The unusual circumstances of this year’s national and local elections call for a more liberal
interpretation of the freedom to speak and the right to know. It is not alone the widest
possible dissemination of information on platforms and programs which concern us. Nor are
we limiting ourselves to protecting the unfettered interchange of ideas to bring about political
change. (Cf. New York Times v. Sullivan, supra) The big number of candidates and elective
positions involved has resulted in the peculiar situation where almost all voters cannot name
half or even two-thirds of the candidates running for Senator. The public does not know who
are aspiring to be elected to public office.

There are many candidates whose names alone evoke qualification, platforms, programs and
ideologies which the voter may accept or reject. When a person attaches a sticker with such a
candidate’s name on his car bumper, he is expressing more than the name; he is espousing
ideas.
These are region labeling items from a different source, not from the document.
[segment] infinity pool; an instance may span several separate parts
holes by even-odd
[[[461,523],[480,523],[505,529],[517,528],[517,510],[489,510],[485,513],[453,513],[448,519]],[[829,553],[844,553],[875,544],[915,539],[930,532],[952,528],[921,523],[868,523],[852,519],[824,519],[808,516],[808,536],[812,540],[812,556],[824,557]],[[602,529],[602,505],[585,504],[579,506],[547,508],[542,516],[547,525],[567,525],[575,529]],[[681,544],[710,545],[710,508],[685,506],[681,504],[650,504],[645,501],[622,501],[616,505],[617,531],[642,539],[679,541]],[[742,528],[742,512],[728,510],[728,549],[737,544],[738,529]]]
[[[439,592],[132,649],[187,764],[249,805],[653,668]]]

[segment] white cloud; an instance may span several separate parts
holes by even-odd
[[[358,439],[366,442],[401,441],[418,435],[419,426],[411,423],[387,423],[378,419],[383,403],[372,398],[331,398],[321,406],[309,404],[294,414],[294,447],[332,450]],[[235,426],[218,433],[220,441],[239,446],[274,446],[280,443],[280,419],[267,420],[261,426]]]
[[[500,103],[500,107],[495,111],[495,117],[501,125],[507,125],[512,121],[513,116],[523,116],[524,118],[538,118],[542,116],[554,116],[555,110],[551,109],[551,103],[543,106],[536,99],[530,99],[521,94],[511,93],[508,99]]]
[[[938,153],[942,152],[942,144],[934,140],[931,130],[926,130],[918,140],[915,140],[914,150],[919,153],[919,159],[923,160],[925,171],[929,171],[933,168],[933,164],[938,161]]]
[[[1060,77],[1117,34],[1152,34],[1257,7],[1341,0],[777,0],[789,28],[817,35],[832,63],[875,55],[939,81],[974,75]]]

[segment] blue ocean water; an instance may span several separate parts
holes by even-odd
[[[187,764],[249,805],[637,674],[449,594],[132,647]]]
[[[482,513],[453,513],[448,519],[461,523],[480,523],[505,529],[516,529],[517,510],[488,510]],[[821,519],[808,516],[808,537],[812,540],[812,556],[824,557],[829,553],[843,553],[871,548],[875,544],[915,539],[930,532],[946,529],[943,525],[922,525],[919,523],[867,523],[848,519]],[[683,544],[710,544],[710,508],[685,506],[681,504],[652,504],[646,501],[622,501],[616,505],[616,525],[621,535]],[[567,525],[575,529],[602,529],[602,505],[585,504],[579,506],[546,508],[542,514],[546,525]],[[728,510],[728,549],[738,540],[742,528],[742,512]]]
Our view of the validity of the challenged regulation includes its effects in today’s
particular circumstances. We are constrained to rule against the COMELEC prohibition.

WHEREFORE, the petition is hereby GRANTED. The portion of Section 15(a) of Resolution No.
2347 of the Commission on Elections providing that "decals and stickers may be posted only
in any of the authorized posting areas provided in paragraph (f) of Section 21 hereof" is
DECLARED NULL and VOID.

SO ORDERED.

Narvasa, C.J., Melencio-Herrera, Paras, Padilla, Bidin, Griño-Aquino, Medialdea, Regalado,


Davide, Jr., Romero and Nocon, JJ., concur.

Feliciano and Bellosillo, JJ., is on leave.